Cochin has a hugely intriguing history with a diverse range of influences over the years to make it the city it is today. The original connections that formed were with China and Arabia, mainly for the purposes of trade links and it is believed this took place well over 2,000 years ago. It was not until 500 years ago that the European influences began to arrive and in particular the Portuguese influence on the city, for example the aforementioned church at the old town. The Portuguese Vasco de Gama was responsible for the sea route to India discovery and also oversaw the development of the first European fort in India known as Fort Cochin. Both the British and Dutch also express influences on the city with the British arriving in 1635 followed by the Dutch in 1663.

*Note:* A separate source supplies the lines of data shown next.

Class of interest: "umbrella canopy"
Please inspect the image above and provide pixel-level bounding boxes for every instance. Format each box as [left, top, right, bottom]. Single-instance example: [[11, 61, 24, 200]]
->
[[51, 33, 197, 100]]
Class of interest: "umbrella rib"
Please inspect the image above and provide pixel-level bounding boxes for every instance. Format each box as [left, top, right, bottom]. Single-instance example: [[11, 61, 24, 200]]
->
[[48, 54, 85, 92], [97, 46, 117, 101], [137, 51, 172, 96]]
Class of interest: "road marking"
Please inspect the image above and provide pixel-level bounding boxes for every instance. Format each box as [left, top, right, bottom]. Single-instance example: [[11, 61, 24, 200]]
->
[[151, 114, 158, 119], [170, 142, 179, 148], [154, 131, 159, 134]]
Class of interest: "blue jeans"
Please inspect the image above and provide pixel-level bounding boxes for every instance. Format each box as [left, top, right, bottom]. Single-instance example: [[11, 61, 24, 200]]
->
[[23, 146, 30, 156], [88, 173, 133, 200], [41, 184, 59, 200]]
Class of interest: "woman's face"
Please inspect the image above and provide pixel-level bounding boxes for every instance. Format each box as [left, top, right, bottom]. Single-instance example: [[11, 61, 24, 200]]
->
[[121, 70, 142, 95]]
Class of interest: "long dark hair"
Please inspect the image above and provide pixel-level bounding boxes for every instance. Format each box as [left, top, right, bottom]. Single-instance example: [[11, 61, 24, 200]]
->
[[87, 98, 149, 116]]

As we mentioned before, the city is divided into two halves with Mattancherry in the south and Fort Cochin to the north. Ernakulam offers the opportunity to experience the modern haven of the city with many museums, shopping opportunities, restaurants and luxury hotels. Many cruise passengers opt to spend the majority of their time in the southern areas as this is where the main historic sightseeing opportunities can be found but Ernakulam in the north is still very much worth visiting to witness the variances in older and more modern developments.
The hardest decision you’ll have to make if wishing to do an excursion will be deciding between seeing Fort Cochin or taking in the Kerala Backwaters. It is almost impossible to take in both in the same day and we would therefore recommend choosing one or the other and enjoying them properly with a slower paced tour to get the most from your time.